000generic opened this issue Dec 23, 2024 · 4 comments

Comments

@000generic
Copy link

000generic commented Dec 23, 2024

Hi!

I'm running OrthoFinder 3 (3.0.1b1) on two sets of eukaryotic genomes - species51 and species 67, where species51 is a subset of species67. I've run them both twice as core with slight differences in the user-provided species tree - and both times species67 finishes in 4 days - while species51 takes 6 days.

Here is an example command line;

orthofinder -t 100 -a 100 -M msa -X -s input/Species67-hand_built_rooted_newick-14dec2024 -S diamond -A mafft -T fasttree -f input/species67-T1-protomes -n orthofinder_species67_fast

I was wondering what might be causing this substantial difference in time between the two species sets - and why the species set with all the same and more species is finishing significantly faster. Would like to make sure things are ok / make sense - as this seems counter-intuitive to me.

Thank you! Eric

@lauriebelch
Copy link

lauriebelch commented Jan 6, 2025

Hi Eric,

That's definitely interesting! If you have the log files we can try and work out which stage of orthofinder is bottlenecking the 51 species

@000generic
Copy link
Author

000generic commented Jan 6, 2025

Great!
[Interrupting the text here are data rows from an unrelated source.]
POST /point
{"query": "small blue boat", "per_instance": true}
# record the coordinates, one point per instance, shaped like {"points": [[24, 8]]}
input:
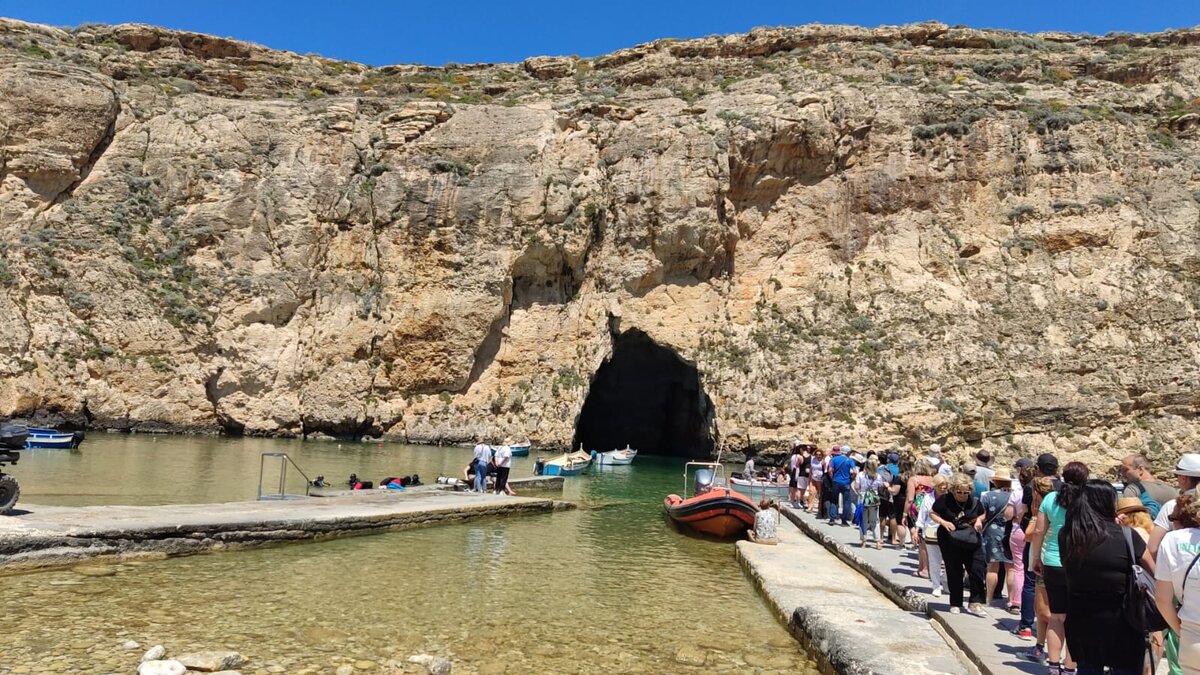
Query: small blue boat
{"points": [[53, 438]]}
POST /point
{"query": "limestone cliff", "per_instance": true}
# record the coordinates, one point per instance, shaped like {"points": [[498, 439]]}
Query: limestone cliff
{"points": [[875, 236]]}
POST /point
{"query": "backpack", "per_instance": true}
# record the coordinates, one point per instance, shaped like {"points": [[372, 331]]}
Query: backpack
{"points": [[923, 493], [1140, 610]]}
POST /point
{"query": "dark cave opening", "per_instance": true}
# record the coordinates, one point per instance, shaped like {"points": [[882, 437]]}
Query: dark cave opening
{"points": [[648, 398]]}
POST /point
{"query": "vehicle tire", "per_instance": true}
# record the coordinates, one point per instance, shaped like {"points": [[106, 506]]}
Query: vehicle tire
{"points": [[9, 493]]}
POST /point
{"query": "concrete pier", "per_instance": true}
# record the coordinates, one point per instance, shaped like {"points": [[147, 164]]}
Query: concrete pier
{"points": [[36, 537], [845, 623], [987, 641]]}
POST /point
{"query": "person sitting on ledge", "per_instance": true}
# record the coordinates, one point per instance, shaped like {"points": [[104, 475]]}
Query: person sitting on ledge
{"points": [[766, 524]]}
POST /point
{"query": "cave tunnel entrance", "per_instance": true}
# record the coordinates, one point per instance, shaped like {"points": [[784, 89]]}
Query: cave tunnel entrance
{"points": [[646, 396]]}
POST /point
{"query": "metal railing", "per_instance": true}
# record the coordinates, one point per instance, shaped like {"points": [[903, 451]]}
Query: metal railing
{"points": [[285, 460]]}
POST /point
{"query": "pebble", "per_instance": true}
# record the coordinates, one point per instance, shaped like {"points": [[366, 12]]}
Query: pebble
{"points": [[691, 656], [161, 668], [94, 571]]}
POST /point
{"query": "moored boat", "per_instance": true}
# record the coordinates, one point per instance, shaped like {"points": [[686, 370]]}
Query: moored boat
{"points": [[759, 489], [12, 436], [53, 438], [571, 464], [617, 458], [714, 509]]}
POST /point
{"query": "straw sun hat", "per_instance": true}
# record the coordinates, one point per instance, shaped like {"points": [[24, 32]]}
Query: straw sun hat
{"points": [[1131, 505]]}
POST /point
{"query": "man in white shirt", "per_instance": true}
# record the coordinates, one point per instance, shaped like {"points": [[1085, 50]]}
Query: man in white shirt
{"points": [[483, 458], [1187, 475], [503, 463]]}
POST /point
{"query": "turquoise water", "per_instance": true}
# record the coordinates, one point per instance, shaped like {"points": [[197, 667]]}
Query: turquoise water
{"points": [[607, 587]]}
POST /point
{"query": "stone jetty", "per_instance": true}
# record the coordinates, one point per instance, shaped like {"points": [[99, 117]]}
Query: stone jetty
{"points": [[45, 536], [847, 625], [987, 641]]}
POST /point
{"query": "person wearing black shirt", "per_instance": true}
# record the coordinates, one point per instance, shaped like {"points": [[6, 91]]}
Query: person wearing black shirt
{"points": [[959, 515], [1096, 557]]}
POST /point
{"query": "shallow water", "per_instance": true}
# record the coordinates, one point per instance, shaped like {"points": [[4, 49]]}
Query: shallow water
{"points": [[607, 587]]}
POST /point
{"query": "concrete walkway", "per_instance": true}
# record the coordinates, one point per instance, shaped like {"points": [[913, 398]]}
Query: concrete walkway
{"points": [[987, 641], [43, 536], [845, 623]]}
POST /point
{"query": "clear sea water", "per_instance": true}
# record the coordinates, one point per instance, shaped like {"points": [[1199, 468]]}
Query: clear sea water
{"points": [[607, 587]]}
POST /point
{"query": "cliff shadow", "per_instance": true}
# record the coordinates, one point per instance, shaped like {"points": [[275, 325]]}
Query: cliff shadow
{"points": [[648, 398]]}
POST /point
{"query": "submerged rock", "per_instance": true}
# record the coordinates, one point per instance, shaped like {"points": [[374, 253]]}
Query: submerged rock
{"points": [[433, 664], [211, 661], [171, 667], [691, 656]]}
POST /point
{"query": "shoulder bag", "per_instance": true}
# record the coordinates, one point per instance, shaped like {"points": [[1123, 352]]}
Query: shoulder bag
{"points": [[964, 536], [1140, 609]]}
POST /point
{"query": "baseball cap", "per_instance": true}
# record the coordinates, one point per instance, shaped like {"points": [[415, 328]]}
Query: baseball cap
{"points": [[1188, 465]]}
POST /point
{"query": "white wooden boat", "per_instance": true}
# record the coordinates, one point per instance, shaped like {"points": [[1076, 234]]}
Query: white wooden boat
{"points": [[618, 458], [571, 464]]}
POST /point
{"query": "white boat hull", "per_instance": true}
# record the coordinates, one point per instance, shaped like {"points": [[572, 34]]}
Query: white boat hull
{"points": [[759, 489], [617, 458]]}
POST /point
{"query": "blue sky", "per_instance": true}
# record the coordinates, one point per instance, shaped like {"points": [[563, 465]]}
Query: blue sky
{"points": [[477, 30]]}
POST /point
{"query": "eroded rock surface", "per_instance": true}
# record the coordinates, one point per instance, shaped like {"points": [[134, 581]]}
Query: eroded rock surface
{"points": [[875, 236]]}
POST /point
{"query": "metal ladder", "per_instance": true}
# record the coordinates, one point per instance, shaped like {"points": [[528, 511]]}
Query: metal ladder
{"points": [[285, 460]]}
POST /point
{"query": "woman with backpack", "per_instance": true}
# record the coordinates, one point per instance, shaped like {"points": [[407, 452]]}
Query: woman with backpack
{"points": [[867, 490], [918, 489], [960, 518], [1177, 580], [1047, 561], [1098, 556]]}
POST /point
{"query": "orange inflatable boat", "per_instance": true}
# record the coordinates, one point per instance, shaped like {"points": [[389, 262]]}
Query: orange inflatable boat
{"points": [[715, 511]]}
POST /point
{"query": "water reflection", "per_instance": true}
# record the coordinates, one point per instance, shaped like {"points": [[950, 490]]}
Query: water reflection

I've made the logs and scripts available here:

google drive
It seems like there is inconsistency in the amount of time used for the MSAs in the final MSAs step - and since I first posted this issue - Species51 run with diamond ultrasensitive and 125 CPUs was faster than Species51 diamond default and 125 cpus - despite diamond ultrasensitive being slower than diamond default and no other major differences going into the two runs. This seeming inconsistency in the amount of time required to complete is similar to Species51 with diamond default and 125 CPUs vs Species67 with diamond default and 100 CPUs - here again, it doesn't seem to make sense to me given the number of species and now CPUs (the run with fewer CPUs and more species finishes faster).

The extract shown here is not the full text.